Am trying & failing to fully understand how the following code works.
def format_image(image, label):
This simple function is defined as taking two arguments (and running it, shows that it receives tensorflow.python.framework.ops.Tensor
tensors).
But the following line seems to pass train_examples
, a tf.python.data.ops.dataset_ops.PrefetchDataset
to format_image()
(via the map()
function) like so:
train_batches = train_examples.shuffle(num_examples // 4).map(format_image).batch(BATCH_SIZE).prefetch(1)
When I do:
for element in train_examples.as_numpy_iterator():
print(type(element))
break
I get <class 'tuple'>
I (very) tentatively concluded that the map() line is passing a tuple of tensors to the function (somehow …wrapped inside a tf.data.Dataset … ?), and not as two separate tensors.
But if this is the case why does Python allow this? The function is expecting two arguments, not a single tuple.
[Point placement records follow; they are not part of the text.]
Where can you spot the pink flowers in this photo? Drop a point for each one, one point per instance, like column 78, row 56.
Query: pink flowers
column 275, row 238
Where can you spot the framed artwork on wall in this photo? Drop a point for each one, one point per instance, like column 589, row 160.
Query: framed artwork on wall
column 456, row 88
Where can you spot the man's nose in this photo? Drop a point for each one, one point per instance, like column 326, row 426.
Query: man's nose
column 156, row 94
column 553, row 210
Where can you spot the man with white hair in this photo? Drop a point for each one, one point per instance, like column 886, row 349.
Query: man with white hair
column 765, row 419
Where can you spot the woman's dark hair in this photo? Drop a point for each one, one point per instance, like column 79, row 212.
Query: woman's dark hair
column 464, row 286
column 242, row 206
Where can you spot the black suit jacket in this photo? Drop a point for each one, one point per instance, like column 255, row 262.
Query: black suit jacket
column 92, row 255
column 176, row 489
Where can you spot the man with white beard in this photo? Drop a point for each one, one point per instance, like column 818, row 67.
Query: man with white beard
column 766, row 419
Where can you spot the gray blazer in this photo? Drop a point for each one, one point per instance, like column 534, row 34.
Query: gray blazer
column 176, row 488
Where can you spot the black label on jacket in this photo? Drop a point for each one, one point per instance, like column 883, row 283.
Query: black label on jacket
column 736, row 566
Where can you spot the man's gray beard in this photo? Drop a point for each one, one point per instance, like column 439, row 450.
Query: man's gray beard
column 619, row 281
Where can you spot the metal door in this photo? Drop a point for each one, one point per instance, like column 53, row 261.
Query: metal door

So, if I do (while commenting out the tf.image.resize()
line):
format_image('confused', 1)
I get (as expected) no errors.
But if I do:
my_tuple = ('confused', 1)
format_image(my_tuple)
I get (as expected):
TypeError: format_image() missing 1 required positional argument: 'label'
So, why does train_examples.map(format_image)
not also throw this TypeError ?
(Without being able to get such info from the documentation or even from print statements, I think these powerful libraries of Tensorflow are less accessible to newcomers, … I mean, beyond copy-pasting this stuff and seeing that it just works, without really knowing how, will probably cause problems somewhere down the line, imo).